He hated not knowing what was going on. What was up with Kaladin? He’d never seen him react so coldly and automatically to anything. Kaladin had even taken Renarin’s  _ I’m a selkie yes the ones from the myths no I’m not going to disappear into the sea  _ revelation with a completely even keel. Seeing him like this was unsettling. 

Sigzil seemed like he knew, though, and Renarin had already developed a tried and true method to get information out of him. He positioned himself directly in Sigzil’s line of sight and made as over-the-top a confused face as he could. Sigzil turned his head to look at the empty, impenetrable forest instead. Renarin shifted into his field of vision again and redoubled his efforts to look confused.

Finally, the man broke.

“Kaladin’s fine. He just really hates that man and that particular boat.”

“Why though? I was under the impression Kaladin didn’t hate anything but injustice and income inequality.”

Sigzil slowed a bit, letting Kaladin’s bobbing phone light get a little further ahead. 

“That man’s name is Amaram, and a few years ago he ran Kaladin and his little brother over in that powerboat when they were paddleboarding in the harbor. Kaladin made it, but his little brother wasn’t all that strong a swimmer, and got cut up pretty bad by the motor. Amaram denied that there was ever an accident, though, and called Kaladin a liar. Trouble is, a bunch of Kaladin’s friends saw the whole thing, and it looked like the whole thing might actually go to court. But then one day, all of those witnesses just disappeared, and the charges were dropped. Which is funny, since Kaladin never dropped them.” 

He spit into the forest. “That man’s scum, through and through, but he’s rich and powerful scum. He’s never gonna face any consequences.”

Renarin thought back to the boat in question and tried to cement the image in his mind. 

Perhaps there was something he could do.

  
  
  


Renarin glared up from just beneath the water. Amaram stood near the edge of the dock, gesturing animatedly and laughing facetiously. A wave of hatred shuddered through him. So this was the man who’d killed Kaladin’s little brother out of carelessness. Had he not been fuming since yesterday, he might not even have noticed one more fake-laughing man in clean white pants and expensive boat shoes among the group sitting and drinking around a large powerboat. But in his current state of mind he latched onto Amaram’s presence and began to worry at it like a dog with a bone.

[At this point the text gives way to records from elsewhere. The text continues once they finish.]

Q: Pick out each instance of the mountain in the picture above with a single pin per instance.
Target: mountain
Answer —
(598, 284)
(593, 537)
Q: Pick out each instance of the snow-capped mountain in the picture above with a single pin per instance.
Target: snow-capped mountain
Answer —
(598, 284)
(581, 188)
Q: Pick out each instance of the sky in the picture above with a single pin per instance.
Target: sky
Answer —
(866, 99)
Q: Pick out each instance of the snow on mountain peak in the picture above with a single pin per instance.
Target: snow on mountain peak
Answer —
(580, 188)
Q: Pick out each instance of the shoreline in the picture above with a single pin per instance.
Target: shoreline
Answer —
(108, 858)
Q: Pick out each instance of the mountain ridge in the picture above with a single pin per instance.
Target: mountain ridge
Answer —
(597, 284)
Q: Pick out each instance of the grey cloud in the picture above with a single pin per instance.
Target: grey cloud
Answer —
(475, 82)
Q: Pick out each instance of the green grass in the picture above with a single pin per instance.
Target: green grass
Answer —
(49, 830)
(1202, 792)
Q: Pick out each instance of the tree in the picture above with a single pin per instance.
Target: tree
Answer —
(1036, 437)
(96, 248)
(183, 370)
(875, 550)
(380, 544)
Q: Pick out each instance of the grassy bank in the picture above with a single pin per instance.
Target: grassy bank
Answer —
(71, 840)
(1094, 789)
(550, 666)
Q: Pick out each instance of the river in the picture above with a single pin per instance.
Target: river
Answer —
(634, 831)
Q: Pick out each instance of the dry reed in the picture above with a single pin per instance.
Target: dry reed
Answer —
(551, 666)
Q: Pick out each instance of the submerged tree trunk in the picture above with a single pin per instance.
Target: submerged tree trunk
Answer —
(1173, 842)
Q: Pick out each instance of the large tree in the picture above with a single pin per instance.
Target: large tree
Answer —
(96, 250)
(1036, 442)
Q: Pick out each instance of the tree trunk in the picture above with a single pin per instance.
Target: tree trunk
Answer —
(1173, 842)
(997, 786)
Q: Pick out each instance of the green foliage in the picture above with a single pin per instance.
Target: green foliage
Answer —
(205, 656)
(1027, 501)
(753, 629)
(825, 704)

Realistically, he knew there wasn’t a whole lot that he could do. Amaram was nigh-untouchable, infuriating as that may be. Rich, solid gold reputation, no evidence of fowl play hard enough to hold up in court. The man had nothing to worry about.

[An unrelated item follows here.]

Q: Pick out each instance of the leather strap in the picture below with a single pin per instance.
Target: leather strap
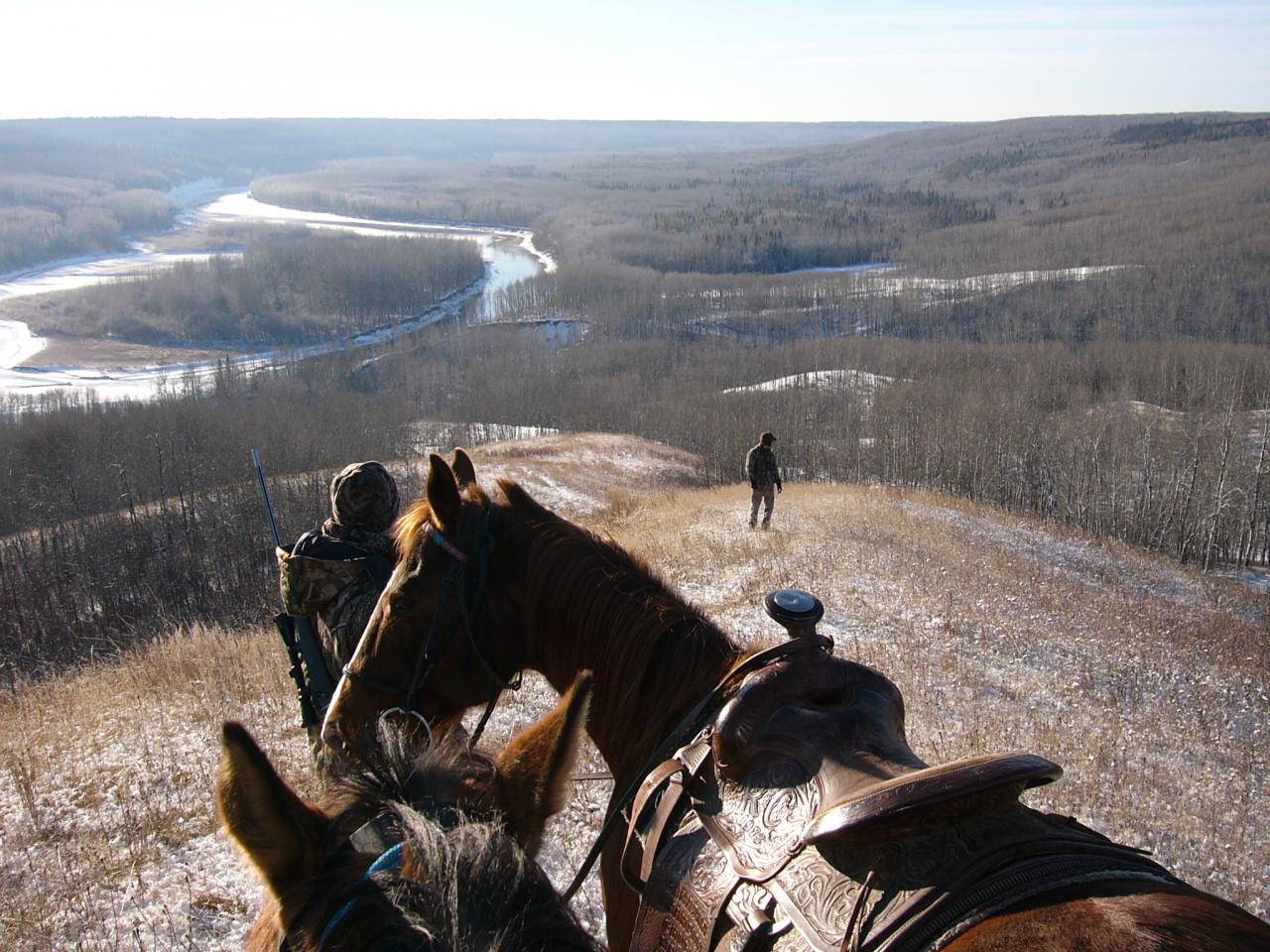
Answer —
(638, 879)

However, Renarin was willing to accept second-rate revenge as well.

He dove down under the dock long enough to compose himself, then floated lazily up to the surface. He popped his head up just feet from the dock and gave a full body shake to get the attention of the people on the dock. 

The coos and shrieks hit him like an avalanche. It was all so  _ loud  _ and _ shrill _ . For a few heartbeats, he simply froze up before the painful rush of sensation. This wasn’t how it was supposed to be when he had his sealskin on! It was supposed to be cool and calm, just water rushing over his skin and the quiet  _ laplaplap _ of the harbor buoys bobbing. 

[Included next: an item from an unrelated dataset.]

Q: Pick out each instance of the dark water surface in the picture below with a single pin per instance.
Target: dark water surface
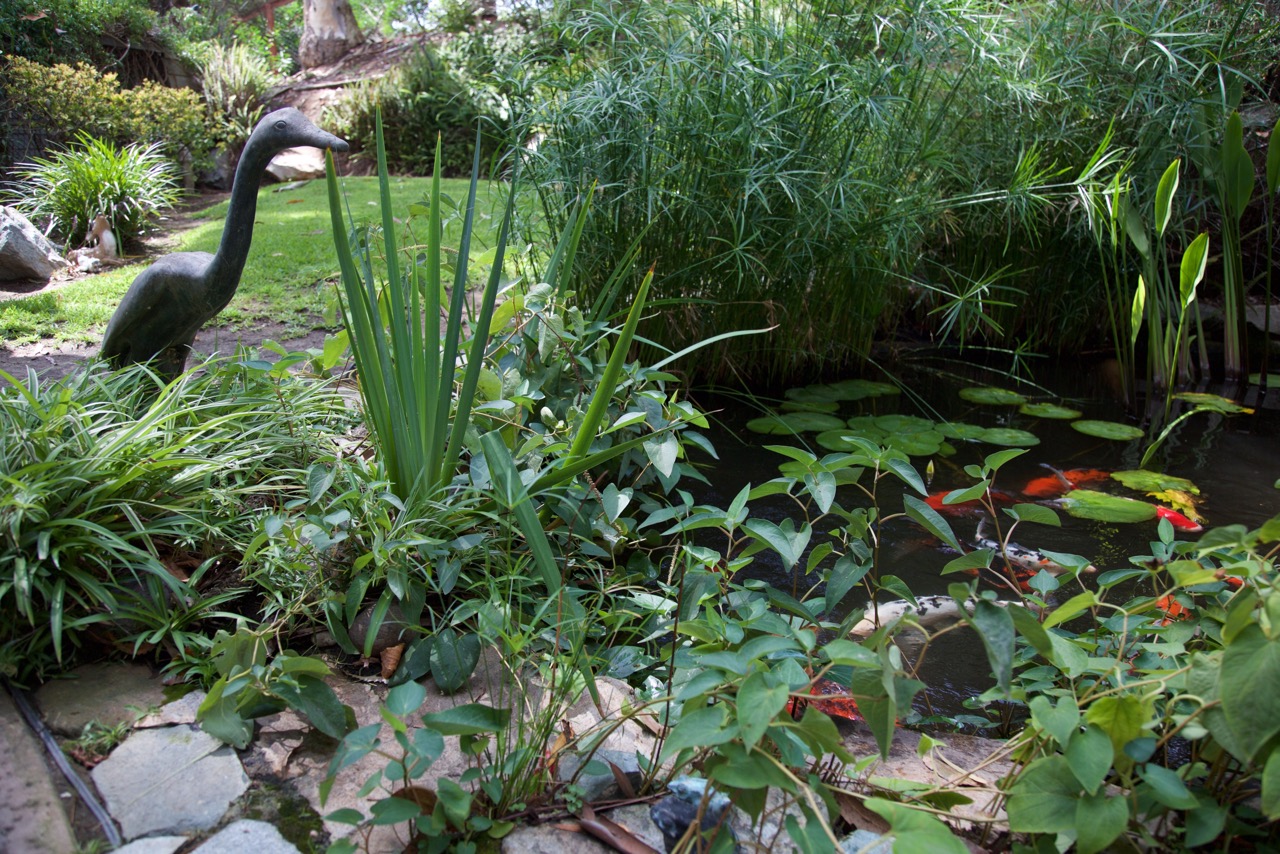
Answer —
(1233, 460)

He shook himself again. He couldn’t get distracted now! This was his chance. He looked directly up at the mob of shrieking people on the dock, taking care to make his eyes big and cute as he searched for a particular face. 

Amaram was kneeling at the edge of the group, where he could make the appropriate comments without losing his dignity getting pushed aside by the more eager members of the dock party. 

Renarin twisted onto his side and glided past the tittering onlookers, timing it so that he slowed as he neared Amaram’s side of the group. Then, in a burst of speed, he pounced.

The first powerful lunge propelled his body up onto the edge of the dock. Water sloshed up with him, making a puddle that rapidly consumes Amaram’s clean, white-soled boat shoes. Before he lost his momentum he whipped his head to the side and grabbed Amaram’s clean white pants in his mouth. He spared an extra second to secure his grip before collapsing backwards into the harbor, pulling Amaram with him, wine glass and all.

He felt a sharp, tugging pain, but ignored it as he pulled away from Amaram’s wildly flailing limbs. It was the man’s own buoyancy more than his desperate attempts to swim while fully clothed that brought him sputtering back up to the surface. The broken wine glass sunk to the bottom, along with one of his boat shoes. Renarin floated several meters away to watch him spit out water and curse. Eventually he got his act together enough to swim to the docks, where some of the other party goers helped pull him up. Once he was out of the water, Renarin slipped soundlessly under the surface and swum away.

He didn’t notice the problem immediately, but it grew more and more obvious as he swam. His body felt slower, like it was being weighed down somehow. He could always feel the water gliding over his seal skin, but the more he concentrated on it the more it felt like there was water on his human skin as well. 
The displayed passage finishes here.